Shared appreciation mortgages can give step up, says expert

September 28, 2007

Shared appreciation mortgages can give step up, says expertShared appreciation mortgages could help prospective homeowners make a step up on to the property ladder, one expert has advised.

Independent financial advisor Zen Financial Services says first-time buyers and those with a bad credit rating can benefit from the deals.

A spokesman for the firm stressed that the mortgages do not mean shared ownership, just that the lender takes a share of any profit made from the capital gain of a property.

"Some lenders are being quite creative now and coming up with things like shared appreciation mortgages where, it’s not shared ownership, you still own the whole house, but the lender takes a share in the profit that the property makes," explained Zen Financial Services representative Mike Pendergast.

He continued: "That’s not necessarily for adverse credit, although they would consider that, but for first time buyers as well and particularly in areas where it can be more expensive for first time buyers to get on the market."

The Bank of Scotland offered the first shared application mortgage in the UK in 1996, according to Mortgages Exposed.

Comments

2 Responses to “Shared appreciation mortgages can give step up, says expert”

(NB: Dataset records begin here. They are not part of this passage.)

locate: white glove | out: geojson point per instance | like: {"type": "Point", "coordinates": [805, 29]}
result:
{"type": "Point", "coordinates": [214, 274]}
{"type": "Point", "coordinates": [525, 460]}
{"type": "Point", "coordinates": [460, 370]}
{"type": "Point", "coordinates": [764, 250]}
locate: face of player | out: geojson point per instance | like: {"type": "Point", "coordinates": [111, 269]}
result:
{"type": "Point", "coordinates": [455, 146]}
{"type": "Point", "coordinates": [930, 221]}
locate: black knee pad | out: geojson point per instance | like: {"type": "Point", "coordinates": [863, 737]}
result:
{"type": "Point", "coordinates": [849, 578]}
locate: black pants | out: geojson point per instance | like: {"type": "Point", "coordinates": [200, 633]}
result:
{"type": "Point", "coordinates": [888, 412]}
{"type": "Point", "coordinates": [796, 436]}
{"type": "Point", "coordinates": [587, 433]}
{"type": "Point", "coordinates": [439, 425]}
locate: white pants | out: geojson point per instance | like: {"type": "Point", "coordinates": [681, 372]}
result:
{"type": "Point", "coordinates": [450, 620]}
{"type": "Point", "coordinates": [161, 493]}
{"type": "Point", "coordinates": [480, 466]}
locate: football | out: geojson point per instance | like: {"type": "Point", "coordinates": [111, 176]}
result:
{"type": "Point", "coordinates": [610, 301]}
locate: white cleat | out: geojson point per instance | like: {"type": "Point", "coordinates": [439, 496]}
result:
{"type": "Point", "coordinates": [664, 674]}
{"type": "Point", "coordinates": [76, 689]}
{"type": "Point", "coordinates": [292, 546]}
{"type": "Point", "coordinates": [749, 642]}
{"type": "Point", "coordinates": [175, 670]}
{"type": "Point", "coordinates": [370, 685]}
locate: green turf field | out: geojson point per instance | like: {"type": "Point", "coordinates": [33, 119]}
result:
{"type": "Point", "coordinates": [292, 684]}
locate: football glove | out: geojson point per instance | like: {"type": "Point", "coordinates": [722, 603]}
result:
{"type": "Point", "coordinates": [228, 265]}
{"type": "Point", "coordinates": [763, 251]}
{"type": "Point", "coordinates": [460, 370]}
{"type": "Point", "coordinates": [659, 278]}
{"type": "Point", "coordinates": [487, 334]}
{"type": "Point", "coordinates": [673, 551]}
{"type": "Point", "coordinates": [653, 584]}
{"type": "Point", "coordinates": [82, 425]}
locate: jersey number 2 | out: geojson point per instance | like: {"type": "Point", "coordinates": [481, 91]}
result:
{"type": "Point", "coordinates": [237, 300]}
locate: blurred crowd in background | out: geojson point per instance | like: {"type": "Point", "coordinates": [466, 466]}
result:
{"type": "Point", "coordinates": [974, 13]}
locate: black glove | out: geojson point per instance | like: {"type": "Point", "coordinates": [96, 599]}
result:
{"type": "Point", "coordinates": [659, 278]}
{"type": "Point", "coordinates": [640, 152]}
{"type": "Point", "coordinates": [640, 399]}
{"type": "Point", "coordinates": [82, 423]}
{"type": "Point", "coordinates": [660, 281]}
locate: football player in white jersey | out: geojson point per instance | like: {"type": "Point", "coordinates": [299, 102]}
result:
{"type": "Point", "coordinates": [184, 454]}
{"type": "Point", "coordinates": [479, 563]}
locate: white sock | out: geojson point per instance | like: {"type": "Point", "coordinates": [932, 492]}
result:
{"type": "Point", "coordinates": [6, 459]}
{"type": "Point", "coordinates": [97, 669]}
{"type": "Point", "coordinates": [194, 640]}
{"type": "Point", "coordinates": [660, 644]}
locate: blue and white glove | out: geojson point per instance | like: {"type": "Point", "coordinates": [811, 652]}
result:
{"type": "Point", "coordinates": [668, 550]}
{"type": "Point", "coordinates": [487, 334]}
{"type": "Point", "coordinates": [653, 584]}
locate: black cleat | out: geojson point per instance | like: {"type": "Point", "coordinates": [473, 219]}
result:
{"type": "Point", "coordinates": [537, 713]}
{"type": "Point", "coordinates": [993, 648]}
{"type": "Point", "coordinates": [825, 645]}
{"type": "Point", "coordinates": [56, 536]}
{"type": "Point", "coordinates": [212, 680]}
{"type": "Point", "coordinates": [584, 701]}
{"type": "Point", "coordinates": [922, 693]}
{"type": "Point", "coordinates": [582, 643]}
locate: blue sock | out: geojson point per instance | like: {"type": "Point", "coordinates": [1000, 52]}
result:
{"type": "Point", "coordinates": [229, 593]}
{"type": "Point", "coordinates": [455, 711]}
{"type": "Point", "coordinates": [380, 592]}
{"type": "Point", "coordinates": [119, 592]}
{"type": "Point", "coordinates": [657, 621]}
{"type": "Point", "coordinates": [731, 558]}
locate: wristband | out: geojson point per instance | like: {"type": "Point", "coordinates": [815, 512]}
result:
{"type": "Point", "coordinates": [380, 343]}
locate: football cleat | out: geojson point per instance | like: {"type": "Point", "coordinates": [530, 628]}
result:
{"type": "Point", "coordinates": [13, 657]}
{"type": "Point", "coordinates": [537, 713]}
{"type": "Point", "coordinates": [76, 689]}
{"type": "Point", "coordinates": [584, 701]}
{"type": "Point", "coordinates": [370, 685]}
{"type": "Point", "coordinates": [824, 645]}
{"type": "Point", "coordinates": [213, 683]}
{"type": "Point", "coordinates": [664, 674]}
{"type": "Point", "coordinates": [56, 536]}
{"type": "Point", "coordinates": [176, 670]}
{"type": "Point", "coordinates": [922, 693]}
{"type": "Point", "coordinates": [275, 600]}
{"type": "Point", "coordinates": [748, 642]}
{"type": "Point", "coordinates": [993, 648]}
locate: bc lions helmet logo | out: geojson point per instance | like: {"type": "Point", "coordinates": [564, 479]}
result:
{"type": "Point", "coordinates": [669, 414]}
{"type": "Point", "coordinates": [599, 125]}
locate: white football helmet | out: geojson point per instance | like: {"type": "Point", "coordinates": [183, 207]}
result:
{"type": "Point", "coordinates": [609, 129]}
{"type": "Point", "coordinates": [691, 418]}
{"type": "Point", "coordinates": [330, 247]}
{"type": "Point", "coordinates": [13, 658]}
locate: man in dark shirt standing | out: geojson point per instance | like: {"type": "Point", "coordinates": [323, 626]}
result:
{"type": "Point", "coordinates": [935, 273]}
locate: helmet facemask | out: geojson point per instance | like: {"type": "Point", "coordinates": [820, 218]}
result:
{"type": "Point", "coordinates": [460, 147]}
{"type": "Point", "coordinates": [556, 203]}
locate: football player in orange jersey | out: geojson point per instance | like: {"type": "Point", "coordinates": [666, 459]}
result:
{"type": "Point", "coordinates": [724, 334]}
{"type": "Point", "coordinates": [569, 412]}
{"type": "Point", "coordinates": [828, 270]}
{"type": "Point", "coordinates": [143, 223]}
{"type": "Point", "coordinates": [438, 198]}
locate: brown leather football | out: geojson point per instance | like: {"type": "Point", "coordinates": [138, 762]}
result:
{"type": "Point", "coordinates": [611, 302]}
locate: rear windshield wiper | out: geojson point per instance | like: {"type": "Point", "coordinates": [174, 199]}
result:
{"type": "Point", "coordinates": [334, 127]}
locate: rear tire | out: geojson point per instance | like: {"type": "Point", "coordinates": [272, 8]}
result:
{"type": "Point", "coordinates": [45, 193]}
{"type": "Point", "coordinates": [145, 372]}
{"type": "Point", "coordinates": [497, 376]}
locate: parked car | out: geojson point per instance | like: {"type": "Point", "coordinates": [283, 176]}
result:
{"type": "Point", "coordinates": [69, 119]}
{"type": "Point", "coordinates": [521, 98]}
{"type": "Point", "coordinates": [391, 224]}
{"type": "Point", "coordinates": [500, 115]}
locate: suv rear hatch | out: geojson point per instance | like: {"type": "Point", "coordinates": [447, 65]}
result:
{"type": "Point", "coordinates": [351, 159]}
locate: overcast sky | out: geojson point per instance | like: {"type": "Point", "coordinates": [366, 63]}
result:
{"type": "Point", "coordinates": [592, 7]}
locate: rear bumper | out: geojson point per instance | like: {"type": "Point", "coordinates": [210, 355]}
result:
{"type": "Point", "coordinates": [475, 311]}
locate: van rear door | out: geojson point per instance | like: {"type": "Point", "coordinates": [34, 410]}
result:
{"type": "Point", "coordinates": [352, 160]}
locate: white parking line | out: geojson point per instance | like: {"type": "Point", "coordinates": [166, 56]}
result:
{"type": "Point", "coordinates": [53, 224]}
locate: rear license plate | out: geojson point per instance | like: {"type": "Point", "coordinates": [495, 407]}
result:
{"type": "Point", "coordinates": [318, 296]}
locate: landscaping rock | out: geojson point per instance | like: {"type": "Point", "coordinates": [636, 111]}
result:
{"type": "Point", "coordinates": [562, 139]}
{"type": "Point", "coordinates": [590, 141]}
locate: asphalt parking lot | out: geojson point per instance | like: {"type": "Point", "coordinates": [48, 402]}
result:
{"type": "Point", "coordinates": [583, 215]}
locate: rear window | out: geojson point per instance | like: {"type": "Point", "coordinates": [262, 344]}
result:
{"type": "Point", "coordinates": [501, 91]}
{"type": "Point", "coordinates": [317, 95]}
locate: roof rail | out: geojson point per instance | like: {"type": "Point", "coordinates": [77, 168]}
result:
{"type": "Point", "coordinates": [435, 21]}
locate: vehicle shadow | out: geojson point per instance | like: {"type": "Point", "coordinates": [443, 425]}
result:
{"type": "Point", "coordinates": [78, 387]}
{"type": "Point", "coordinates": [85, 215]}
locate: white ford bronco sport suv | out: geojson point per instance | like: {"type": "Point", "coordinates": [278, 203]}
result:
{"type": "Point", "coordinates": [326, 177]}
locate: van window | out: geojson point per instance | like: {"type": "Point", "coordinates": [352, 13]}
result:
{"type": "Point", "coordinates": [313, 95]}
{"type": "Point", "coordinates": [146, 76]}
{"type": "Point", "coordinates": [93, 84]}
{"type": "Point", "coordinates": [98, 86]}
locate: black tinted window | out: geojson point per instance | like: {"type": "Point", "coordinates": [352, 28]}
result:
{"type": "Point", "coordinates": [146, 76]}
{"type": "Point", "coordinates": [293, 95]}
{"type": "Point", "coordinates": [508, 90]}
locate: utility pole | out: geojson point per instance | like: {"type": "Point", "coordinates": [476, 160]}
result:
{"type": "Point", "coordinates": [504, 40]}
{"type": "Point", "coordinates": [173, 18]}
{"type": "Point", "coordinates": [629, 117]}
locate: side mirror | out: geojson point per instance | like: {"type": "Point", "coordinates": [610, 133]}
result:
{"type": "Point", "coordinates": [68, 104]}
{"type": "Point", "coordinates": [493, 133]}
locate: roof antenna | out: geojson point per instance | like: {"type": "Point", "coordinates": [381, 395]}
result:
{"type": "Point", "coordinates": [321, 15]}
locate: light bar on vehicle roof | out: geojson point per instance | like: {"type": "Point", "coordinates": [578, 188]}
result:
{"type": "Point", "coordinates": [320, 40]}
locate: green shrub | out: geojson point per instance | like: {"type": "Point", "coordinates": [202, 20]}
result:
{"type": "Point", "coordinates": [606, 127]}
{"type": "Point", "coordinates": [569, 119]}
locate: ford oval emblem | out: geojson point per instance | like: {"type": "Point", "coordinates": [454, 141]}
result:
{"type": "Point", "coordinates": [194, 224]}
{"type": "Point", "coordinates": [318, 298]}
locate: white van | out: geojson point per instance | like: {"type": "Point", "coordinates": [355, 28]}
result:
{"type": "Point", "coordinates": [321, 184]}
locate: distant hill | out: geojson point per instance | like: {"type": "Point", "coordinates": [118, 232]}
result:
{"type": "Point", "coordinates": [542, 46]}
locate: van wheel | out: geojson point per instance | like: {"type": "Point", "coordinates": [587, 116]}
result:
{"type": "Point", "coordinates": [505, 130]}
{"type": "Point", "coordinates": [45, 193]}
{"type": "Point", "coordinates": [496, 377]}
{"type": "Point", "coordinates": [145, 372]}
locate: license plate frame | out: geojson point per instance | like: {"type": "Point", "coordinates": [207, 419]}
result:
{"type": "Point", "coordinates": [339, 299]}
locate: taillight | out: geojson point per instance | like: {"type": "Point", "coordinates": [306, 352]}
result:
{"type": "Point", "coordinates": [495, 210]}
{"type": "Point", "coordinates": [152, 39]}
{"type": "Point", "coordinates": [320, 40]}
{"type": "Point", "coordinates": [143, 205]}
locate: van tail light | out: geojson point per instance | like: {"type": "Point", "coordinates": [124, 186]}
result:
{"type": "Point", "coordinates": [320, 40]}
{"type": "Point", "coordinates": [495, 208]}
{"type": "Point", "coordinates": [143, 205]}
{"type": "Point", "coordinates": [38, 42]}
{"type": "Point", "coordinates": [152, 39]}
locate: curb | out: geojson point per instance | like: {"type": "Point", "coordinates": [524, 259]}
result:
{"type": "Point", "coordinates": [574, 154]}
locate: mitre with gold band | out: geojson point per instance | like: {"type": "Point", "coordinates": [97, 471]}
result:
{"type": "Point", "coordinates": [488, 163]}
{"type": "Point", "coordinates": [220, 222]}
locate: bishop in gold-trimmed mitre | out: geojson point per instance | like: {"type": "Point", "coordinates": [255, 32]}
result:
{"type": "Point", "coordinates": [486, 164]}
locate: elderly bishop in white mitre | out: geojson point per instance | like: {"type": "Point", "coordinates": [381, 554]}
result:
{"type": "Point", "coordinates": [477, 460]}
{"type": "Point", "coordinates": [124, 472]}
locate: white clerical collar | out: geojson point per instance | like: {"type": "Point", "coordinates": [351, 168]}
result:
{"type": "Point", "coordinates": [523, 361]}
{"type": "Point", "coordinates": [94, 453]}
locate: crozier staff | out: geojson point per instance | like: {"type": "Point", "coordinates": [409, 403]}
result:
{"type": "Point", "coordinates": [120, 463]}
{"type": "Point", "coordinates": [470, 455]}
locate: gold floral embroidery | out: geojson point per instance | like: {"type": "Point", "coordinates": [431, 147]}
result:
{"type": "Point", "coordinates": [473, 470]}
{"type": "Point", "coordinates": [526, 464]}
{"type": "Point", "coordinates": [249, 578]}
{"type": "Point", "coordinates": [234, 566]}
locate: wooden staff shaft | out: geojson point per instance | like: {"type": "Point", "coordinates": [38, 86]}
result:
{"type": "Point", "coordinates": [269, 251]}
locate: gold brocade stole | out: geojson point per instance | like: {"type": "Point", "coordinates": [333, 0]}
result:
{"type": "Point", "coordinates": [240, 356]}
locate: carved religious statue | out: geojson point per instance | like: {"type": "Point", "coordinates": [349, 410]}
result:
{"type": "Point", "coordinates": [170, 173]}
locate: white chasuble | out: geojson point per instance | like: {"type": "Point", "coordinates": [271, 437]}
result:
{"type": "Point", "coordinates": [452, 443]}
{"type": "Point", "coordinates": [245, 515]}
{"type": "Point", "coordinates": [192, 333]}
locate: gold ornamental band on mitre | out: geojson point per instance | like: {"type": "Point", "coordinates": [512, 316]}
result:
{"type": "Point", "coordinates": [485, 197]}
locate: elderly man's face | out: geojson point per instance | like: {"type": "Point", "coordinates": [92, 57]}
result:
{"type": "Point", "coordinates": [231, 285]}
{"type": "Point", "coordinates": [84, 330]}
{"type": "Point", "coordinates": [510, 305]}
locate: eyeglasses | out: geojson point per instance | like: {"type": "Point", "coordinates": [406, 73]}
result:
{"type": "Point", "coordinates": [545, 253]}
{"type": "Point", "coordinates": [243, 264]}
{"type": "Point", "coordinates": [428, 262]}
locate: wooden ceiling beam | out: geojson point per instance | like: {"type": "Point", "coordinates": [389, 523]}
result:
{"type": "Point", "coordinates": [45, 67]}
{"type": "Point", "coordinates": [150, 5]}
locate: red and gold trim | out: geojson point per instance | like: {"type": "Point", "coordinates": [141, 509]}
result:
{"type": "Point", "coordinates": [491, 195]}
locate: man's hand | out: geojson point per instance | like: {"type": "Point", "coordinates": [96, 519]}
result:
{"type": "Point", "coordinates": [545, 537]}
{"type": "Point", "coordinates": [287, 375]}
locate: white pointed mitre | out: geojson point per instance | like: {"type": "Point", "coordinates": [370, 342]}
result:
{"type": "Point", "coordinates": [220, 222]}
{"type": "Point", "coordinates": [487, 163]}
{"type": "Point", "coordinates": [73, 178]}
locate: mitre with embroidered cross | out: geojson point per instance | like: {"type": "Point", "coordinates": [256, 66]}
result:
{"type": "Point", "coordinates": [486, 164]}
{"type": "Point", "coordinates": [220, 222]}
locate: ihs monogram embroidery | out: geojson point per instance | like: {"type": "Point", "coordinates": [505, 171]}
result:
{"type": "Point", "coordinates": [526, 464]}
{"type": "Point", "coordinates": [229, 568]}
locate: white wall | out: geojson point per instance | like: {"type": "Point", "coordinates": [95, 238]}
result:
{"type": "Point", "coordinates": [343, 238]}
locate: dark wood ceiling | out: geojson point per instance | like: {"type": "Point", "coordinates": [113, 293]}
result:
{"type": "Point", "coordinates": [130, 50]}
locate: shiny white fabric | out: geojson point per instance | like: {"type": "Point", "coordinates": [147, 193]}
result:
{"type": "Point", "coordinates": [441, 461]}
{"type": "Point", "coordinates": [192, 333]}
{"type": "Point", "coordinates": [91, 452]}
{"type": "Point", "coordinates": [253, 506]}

  1. Mark Wyllie on October 1st, 2007 10:58 pm

    Hi,

    I’m looking for expert advise to fight the Bank of Scotland after misselling my mother a Shared Appreciation Mortgage. The BOS gave her 25% towards the purchase of her house in return for 75% of the appreciation. The 75 % was not mentioned during her meeting with the bank who mentioned only that hey could give her up to 25% of the value of the house. That was 10 years ago now the house has appreciated by £100k where the bank stands to gain £75k for 25% stake in the property – can you help ?

    Kind Regards,

    Mark Wyllie

  2. Mike Pendergast on October 10th, 2007 11:55 am

    Hi Mark – sorry for the delay in responding!

    It sounds like your mother had an equity release or Home Equity Plan mortgage. The newer shared appreciation mortgages tend to take a share of a much lower percentage.

    Your course of action would be to write to BOS in the first instance and express your concern. If you are not happy with their response, you can then approach the Financial Ombudsman for an independent adjudication.